Doctors & Sexual Assault

This blog has covered a lot of white-collar and health care crime recently. Today, we shake things up (perhaps only slightly) by covering a case that combines white collar, health care, and basic crimes all in one. In light of the #metoo movement, allegations of sexual assault and harassment are everywhere. Unfortunately, in this case, the allegations focus on a doctor accused of abusing his position of power over various female patients. The Manhattan D.A. recently announced a grand jury has indicted one former neurologist for sexually assaulting six female patients in his care.

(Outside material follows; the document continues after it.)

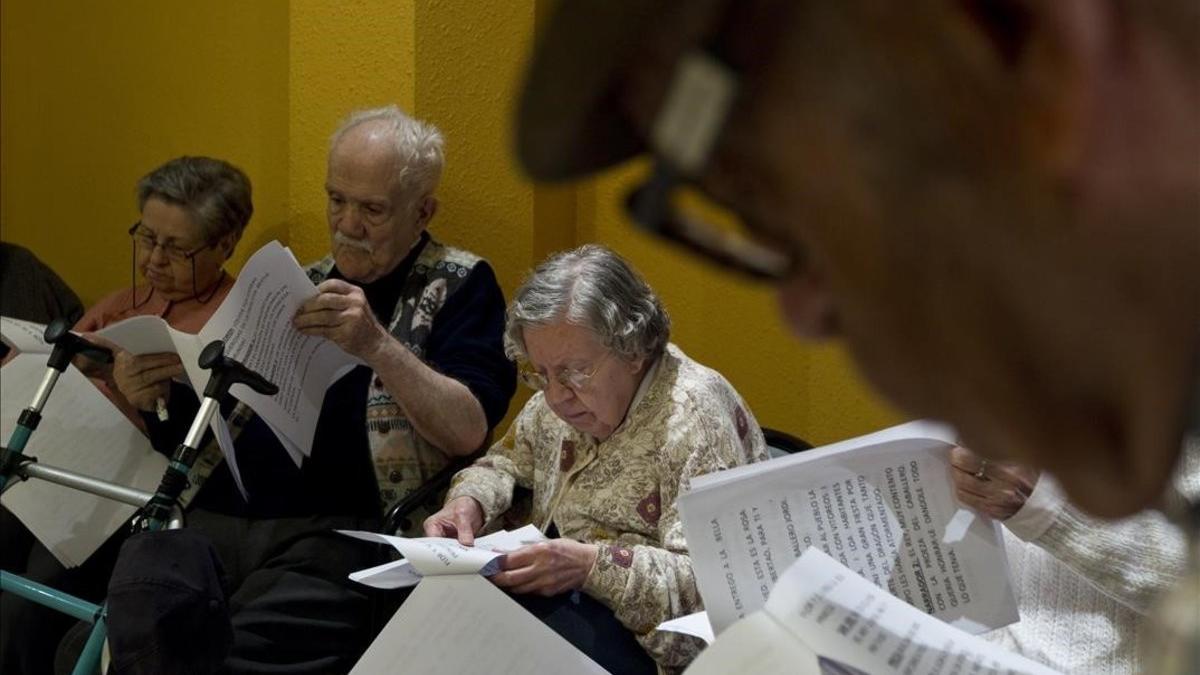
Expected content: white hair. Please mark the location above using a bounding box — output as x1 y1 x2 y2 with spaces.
504 244 671 362
329 106 445 201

Doctor Ricardo Cruciana, age 63, worked at Mount Sinai Beth Israel when these activities are alleged to have occurred. According to the evidence and the record, from 2002 to 2014, the doctor served as Chief of the Palliative Care Division in the Hospital. He was charged with caring for patients who had chronic and often debilitating pain disorders. Around 2013, Cruciani is alleged to have sexually assaulted the first female victim, totaling six patients in all in one year. The victims accuse him of forcefully kissing them, groping them, and even having non-consensual sex.

One victim reported the conduct to the Manhattan District Attorney’s Sex Crimes Hotline. After an investigation, Cruciani was ultimately arrested in Pennsylvania and extradited to New York City. The indictment has charged the neurologist with Rape in the First and Third Degree, Criminal Sexual Act in the First and Third Degrees, Attempted Rape in the First Degree, Sexual Abuse in the First Degree and Aggravated Sexual Abuse in the Fourth Degree.

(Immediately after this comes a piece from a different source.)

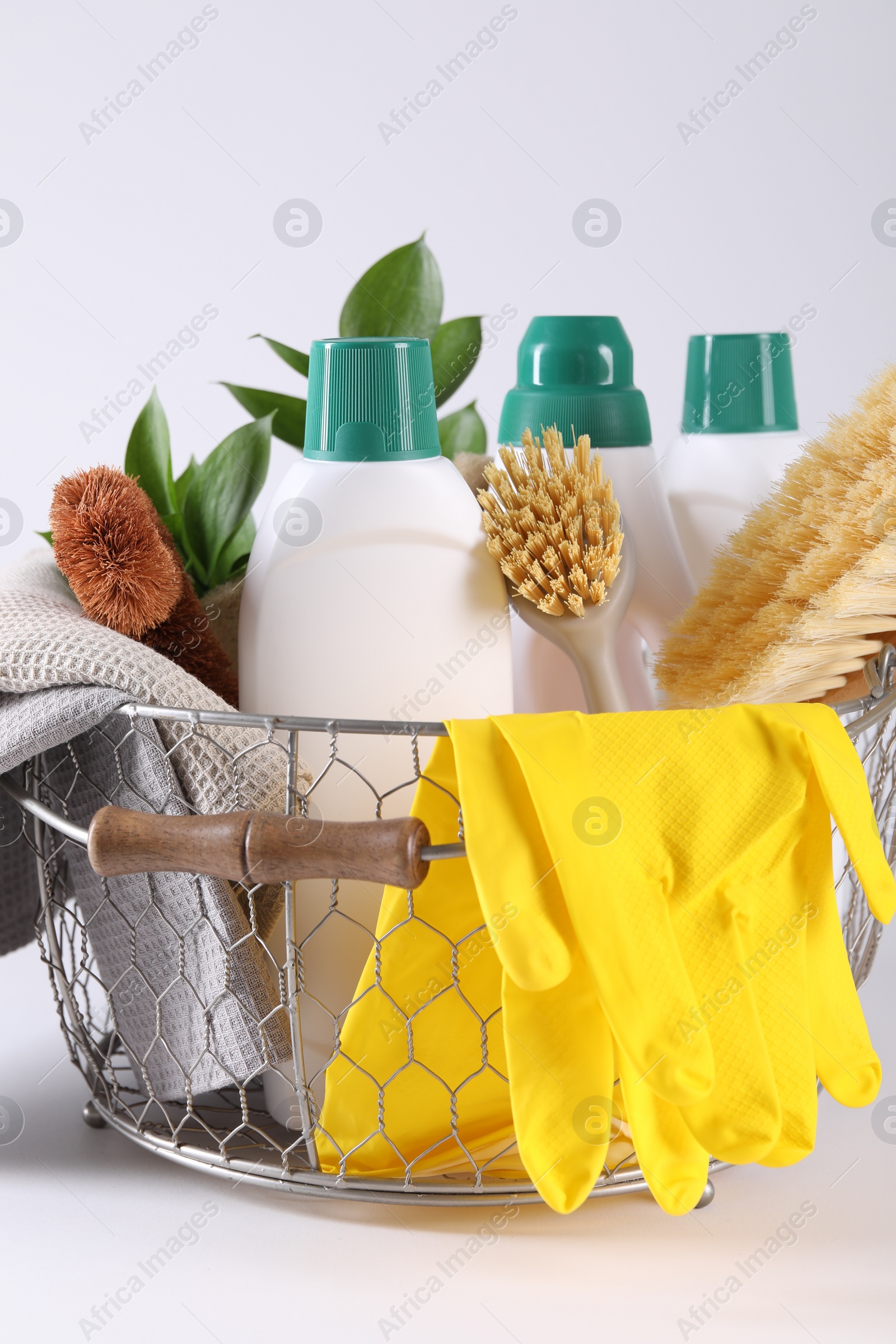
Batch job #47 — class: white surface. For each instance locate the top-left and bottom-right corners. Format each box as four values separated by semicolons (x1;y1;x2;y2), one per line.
0;934;896;1344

Of course, this is not the first instance of a doctor assaulting his patients, even in Manhattan. In fact, two years earlier, another doctor from the same hospital was indicted for the sexual abuse of his female patients around the same time period. According to a grand jury’s indictment, Dr. David Newman, age 45, was an emergency room physician who sexually abused four women in his care between August 2015 and January 2016. In one case, a woman was seeking treatment for shoulder pain. He sedated her with additional medication, rendering her physically helpless while he sexually abused her. Dr. Newman masturbated next to her while she was sedated, and ejaculated on her face. The DNA from the woman’s eye and cheek was matched to the doctor. In 2017, Dr. Newman was sentenced to two years in prison, three years of post-release supervision and will be required to register as a sex offender.

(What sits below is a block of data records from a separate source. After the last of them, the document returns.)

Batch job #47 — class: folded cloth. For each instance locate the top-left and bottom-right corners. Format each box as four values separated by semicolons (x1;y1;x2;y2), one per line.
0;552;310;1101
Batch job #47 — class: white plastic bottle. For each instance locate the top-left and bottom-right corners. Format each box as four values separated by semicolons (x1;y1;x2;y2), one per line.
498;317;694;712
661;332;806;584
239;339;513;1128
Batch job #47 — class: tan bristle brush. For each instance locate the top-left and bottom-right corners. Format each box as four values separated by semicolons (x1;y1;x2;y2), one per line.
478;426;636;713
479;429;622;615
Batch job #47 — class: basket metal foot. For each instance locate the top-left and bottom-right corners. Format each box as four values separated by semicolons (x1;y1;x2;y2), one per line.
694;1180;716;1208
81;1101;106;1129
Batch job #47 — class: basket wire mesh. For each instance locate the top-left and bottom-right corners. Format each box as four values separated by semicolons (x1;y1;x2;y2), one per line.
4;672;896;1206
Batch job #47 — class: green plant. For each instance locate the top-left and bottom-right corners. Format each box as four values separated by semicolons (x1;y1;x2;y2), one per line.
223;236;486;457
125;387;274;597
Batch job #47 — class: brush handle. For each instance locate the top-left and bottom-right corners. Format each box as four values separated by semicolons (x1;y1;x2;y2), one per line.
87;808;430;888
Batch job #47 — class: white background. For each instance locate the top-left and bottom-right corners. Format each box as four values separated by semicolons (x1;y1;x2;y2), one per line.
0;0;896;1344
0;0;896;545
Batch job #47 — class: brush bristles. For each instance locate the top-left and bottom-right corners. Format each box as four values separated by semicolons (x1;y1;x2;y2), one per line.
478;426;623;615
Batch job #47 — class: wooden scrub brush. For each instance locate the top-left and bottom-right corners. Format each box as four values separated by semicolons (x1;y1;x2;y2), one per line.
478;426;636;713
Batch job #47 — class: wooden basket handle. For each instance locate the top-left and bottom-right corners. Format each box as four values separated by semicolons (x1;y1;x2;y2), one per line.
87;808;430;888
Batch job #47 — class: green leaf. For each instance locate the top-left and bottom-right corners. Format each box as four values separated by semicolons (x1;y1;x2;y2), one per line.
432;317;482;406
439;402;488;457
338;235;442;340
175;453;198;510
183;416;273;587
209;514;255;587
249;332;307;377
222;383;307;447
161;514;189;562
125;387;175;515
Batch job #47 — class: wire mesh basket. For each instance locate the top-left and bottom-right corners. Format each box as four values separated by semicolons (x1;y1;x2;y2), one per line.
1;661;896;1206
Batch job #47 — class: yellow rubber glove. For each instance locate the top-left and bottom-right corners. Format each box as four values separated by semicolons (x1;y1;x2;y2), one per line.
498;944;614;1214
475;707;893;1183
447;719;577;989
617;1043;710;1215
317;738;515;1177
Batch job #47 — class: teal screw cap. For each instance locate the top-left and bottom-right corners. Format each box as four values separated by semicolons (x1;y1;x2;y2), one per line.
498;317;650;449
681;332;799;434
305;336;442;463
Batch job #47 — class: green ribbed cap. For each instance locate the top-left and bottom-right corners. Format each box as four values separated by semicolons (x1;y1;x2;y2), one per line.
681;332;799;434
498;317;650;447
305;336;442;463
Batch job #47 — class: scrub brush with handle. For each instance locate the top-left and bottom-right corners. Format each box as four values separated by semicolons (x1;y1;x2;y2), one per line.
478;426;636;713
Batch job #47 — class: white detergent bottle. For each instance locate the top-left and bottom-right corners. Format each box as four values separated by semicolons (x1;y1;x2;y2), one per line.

Sexual misconduct is becoming reported more frequently. The DA announced a “#MeToo” team in his office to target workplace sexual violence. The Sex Crimes Hotline has been flooded with complaints about harassment on the job. From January to October of 2017, there were 20 calls to the hotline. Since October 2017, there have been 120 calls. Individuals accused of sexual harassment and assault can face both criminal and civil liability. They will almost always pay some sort of price as to their reputations too. As the #MeToo movement grows, it will be crucial for lawyers and judges to ensure that due process is meted out fairly during litigation. The court of public opinion can be brutal but should have no bearing on the outcome of cases fought in the courtroom. Selecting a jury for sexually-based crimes in this era should be done vigilantly to ensure there is no unfair bias – particularly in those cases that have received widespread media coverage. The #metoo movement is absolutely a positive one, but legal professionals should take care to ensure it does not unfairly bias our justice system.